Causes of Canine Dilated Cardiomyopathy

Canine dilated cardiomyopathy is a condition that leads to the enlargement of the heart chambers and weakening of the heart muscles. This in turn impairs cardiac function. Dilated cardiomyopathy is the most common heart disease to strike middle aged and large breed dogs such as:

  • Great Danes
  • Dobermans
  • boxers
  • mastiffs
  • Irish wolfhounds

and some medium sized breeds such as English Springer Spaniels and cocker spaniels.

Dilated Cardiomyopathy

The heart of a dog affected by dilated cardiomyopathy loses its capacity to contract. The muscle wall of the left ventricle is thick in normal hearts but becomes thinner in hearts affected by this disease. There is a simultaneous irregular heartbeat as a result of the heart’s incapacity to contract. The heart thus fails to pump the required amount of blood and there is an increased volume of blood in the ventricle.

The increase in pressured due to the increased volume of blood and the thinning of the muscle wall, allows the ventricle to increase in size and leads to enlarged heart chambers.

Symptoms of Canine Dilated Cardiomyopathy

  • Intolerance to exercise
  • Difficulty in breathing
  • Cough
  • Lethargy
  • Depression
  • Loss of appetite
  • Loss of weight
  • Increased thirst
  • Accumulation of fluid in the abdomen
  • Vomiting
  • Collapse

Causes of Canine Dilated Cardiomyopathy

In most dogs, the cause of canine dilated cardiomyopathy is unknown and this is true for primary dilated cardiomyopathy. However, a variety of problems can affect the myocardium adversely and lead to secondary dilated cardiomyopathy. Some of the common causes are:

  • genetic factors
  • metabolic disorders
  • inflammations
  • nutritional deficiencies
  • immunologic abnormalities
  • trauma
  • toxins
  • amino acid deficiency
  • taurine deficiency


Large and giant breed dogs are genetically predisposed to this disease whereas small and toy breed dogs are rarely affected by it.
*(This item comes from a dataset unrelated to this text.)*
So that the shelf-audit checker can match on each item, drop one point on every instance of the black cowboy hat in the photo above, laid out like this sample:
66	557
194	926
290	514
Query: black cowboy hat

It has been found that male dogs are more predisposed to dilated cardiomyopathy than female dogs and middle aged or older dogs are more likely to contract this disease.

Nutritional Deficiencies

Abnormally low amounts of the amino acid Taurine in the blood plasma can cause dilated cardiomyopathy in dogs. This is especially true in the case of cocker spaniels and golden retrievers. Dogs on exclusive vegetarian diets have taurine deficiency. In addition, deficiency of Lcarnitine in the dog’s diet can result in less energy being supplied to heart muscles and can cause dilated cardiomyopathy. Occasionally, due to metabolic disorders, the dog can’t assimilate the Lcarnitine present in his diet and this can cause the deficiency.


Toxins such as the drug doxorubicin, ethyl alcohol, cocaine, lily of the valley, foxglove and buttercups can result in the degeneration of heart muscles and impaired cardiac function associated with dilated cardiomyopathy.


Infection by parvovirus can cause dilated cardiomyopathy in young puppies. Distemper is another disease that can damage heart muscles of surviving dogs and cause dilated cardiomyopathy.


Parasites such as heartworm and Trypanosoma cruzi are known to cause chronic symptoms of dilated cardiomyopathy in surviving dogs.

Metabolic Disorders

Disorders affecting normal metabolism such as diabetes, hypothyroidism and pheochromocytoma are also associated with canine dilated cardiomyopathy.

Although there is no cure for dilated cardiomyopathy in dogs, proper diet, treatment and rest can increase the life expectancy of your pet. The prognosis depends upon early diagnosis and proper treatment. However, it should be kept in mind that this is a progressive and fatal disease.